盛樰拭了下眼角,眼神转厉,恨声道:“满宅的人都知道他待小桃如何,那两个贱人一个在府里呆立十几年,另一个是从京城那会儿跟过来的,岂能不知?府里的规矩她们都懂,还敢乱掺和世子的炕头,而且挑的不是别人是小桃!平儿院子里,青儿、梅儿、小朵这是离得近的,往下数,碧柳、碧玉、翠红、翠绿这是我能记得名的,其他的就不说了,就说这几个,论姿色论性情论谈吐论机灵哪个不比小桃强?尤其那个青儿,想爬少爷床不是一两天了,要撺掇她是最容易撺掇的一个,那俩贱妇不挑她挑了个最没心眼的小桃,第一次说碰巧,第二次还说碰巧,当我这个当家主母是有多瞎多蠢,看不出她们有意无意,分不清谁冤枉谁无辜?”
说着横了封莫修一眼:“你怎么不说话!”
封莫修悄悄咽了口唾沫,咳了声说:“我在思考,你继续,我听着呢。”
盛樰嘴角划过一抹讥笑,随后冷下脸:“不用‘思考’了,说到这份儿上,我直接说白了吧。指使她们的人我会查出来,而且一定会追究到底,不管那人是谁!侯爷,你可想仔细了,此人包藏祸心,不只要害平儿性命,还要害整个侯府!”

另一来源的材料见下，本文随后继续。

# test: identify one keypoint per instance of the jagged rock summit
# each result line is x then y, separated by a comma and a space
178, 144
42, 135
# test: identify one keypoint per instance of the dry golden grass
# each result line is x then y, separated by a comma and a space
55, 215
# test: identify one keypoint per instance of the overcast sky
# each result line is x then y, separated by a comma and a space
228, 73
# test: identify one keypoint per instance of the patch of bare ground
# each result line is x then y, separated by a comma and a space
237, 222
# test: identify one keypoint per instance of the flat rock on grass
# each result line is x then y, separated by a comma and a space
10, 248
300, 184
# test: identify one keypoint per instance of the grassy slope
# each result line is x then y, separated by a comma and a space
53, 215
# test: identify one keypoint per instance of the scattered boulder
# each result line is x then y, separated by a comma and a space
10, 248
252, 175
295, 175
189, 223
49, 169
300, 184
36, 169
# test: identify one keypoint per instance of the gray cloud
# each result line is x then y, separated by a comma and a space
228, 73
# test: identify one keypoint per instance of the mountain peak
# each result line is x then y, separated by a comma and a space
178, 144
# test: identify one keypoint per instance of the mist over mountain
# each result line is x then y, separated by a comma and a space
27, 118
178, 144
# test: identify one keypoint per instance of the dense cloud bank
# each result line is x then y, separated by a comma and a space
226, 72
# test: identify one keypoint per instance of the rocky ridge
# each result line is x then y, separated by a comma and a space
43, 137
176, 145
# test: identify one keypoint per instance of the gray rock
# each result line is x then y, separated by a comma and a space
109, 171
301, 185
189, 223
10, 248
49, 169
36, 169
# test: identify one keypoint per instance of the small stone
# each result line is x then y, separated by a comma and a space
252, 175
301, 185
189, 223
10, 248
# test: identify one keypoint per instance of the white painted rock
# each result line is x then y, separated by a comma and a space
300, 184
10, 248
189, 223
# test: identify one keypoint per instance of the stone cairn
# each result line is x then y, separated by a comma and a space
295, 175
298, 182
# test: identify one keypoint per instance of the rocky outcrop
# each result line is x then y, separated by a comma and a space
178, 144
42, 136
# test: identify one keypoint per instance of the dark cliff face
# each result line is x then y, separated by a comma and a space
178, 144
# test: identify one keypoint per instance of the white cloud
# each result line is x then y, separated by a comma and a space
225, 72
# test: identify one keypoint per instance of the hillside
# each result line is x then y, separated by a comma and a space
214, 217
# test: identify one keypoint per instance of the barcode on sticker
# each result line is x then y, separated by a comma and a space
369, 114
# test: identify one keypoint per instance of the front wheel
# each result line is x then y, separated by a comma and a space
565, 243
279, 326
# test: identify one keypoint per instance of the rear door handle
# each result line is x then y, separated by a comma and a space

站起身,盛樰厉声道:“今晚这事儿筹划得极其阴毒,如果平儿从了,赶明整个泉州城都会知道剑侯世子回家第一件事就是顶撞父母,又在祠堂罚跪时与丫鬟苟且,不用一个月,全天元都会知道,到时平儿不但身败名裂,袭爵的资格也会被剥夺!别瞪眼,这事让陛下知道了肯定会明旨逼你,你不从也得从!詹王那边也不会罢休,人家大闺女还‘心心念念’的在家备嫁呢,结果自己的夫君回家不想着赶紧完婚,而是‘兴致勃勃’的在祠堂睡丫鬟,口口相传再传出点抬姨娘的风声,你让人家怎么想,詹王能罢休?到时就算能顺了平儿的意解了婚约,可平儿的袭爵资格也没了,弄不好连家都不能呆,只能躲到乡下庄子里苟且度日,或者隐姓埋名流落江湖,你能接受这样的结果?”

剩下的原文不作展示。